I Am Being Made To Salute The Blair Flag

By sizemore Last edited 221 months ago

Last Updated 10 November 2005

I Am Being Made To Salute The Blair Flag
blair_fist.jpg

Following on from Blair's defeat over the 90 day nonsense there's a brilliant piece in The Guardian that pulls apart The Sun's pro-Tony stance by talking to the person whose photograph from the 7th of July was placed under their headline 'Tell Tony He's Right'. Not only was bomb victim John Tulloch against yesterday's proposal he's also anti Blair and outlines very eloquently exactly why.

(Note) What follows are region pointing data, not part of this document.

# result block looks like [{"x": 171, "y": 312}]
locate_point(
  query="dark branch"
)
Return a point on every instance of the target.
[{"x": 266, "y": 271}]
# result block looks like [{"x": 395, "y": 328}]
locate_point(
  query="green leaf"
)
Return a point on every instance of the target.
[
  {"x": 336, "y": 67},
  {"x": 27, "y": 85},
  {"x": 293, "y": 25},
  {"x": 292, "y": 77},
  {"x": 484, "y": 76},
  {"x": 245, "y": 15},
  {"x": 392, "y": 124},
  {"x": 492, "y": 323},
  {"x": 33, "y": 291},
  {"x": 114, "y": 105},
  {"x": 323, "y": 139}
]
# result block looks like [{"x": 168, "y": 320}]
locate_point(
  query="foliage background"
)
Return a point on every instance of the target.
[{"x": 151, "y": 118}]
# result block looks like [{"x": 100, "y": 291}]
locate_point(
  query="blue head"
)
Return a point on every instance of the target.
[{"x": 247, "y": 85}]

"This is using my image to push through draconian and utterly unnecessary terrorism legislation. Its incredibly ironic that the Sun's rhetoric is as the voice of the people yet they don't actually ask the people involved, the victims, what they think. If you want to use my image, the words coming out of my mouth would be, 'Not in my name, Tony'. I haven't read anything or seen anything in the past few months to convince me these laws are necessary."

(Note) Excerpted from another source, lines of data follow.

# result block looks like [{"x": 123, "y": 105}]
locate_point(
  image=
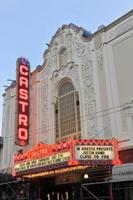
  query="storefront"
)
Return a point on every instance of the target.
[{"x": 59, "y": 171}]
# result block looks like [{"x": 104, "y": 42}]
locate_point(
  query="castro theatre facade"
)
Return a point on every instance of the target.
[{"x": 67, "y": 125}]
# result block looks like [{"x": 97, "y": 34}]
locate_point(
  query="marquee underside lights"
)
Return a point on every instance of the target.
[{"x": 23, "y": 73}]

The Sun really grabbed a tiger by the tail with this one as Mr Tulloch, a university professor, is currently writing a book on what happens when a professor of media studies, habituated to deconstructing news stories, becomes the subject of the story. Not just an analysis on Murdoch's media and Blair's bad judgment, the story also deals in detail with what happened to Mr Tulloch that morning. Investigators believe that he was probably sat directly opposite Mohammed Siddique Khan:

"The floor was all buckled, there was a crater and someone was in it. I didn't want to look and I couldn't see properly, fortunately. I looked back across the carriage. There were bodies and beyond I could see the other train [which had stopped alongside as a result of the blast]. It was surreal."

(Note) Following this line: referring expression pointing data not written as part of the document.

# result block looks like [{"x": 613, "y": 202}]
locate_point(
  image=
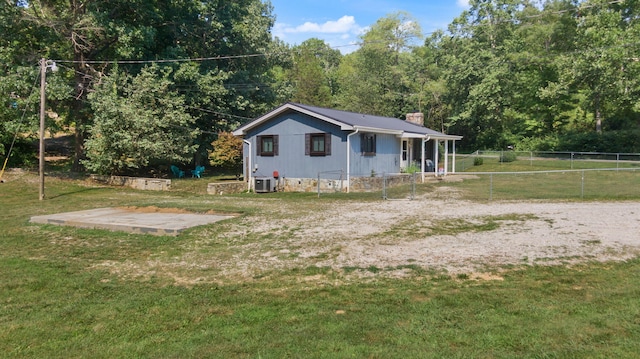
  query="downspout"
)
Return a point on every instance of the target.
[
  {"x": 349, "y": 158},
  {"x": 424, "y": 142},
  {"x": 249, "y": 169}
]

Tellingly his thoughts on what happened to him and the resulting media circus are more complicated than the tabloids and their love of black vs. white simplicity would care for:

Two photographs, he says, struck him particularly forcefully: "One of the suicide bombers, Germaine [Lindsay], with his wife and babies. Here was this loving woman with her children, their faces pixillated out to protect them. It brought tears to my eyes. I just felt sad for her and what's going to happen to her." The second image, however, made him furious. "I saw those photos of Blair at Gleneagles. I saw his performative act, the way he put his head down and held his hands. Of course he was ready for it. Of course he had his performance all ready for it. I was very angry about that."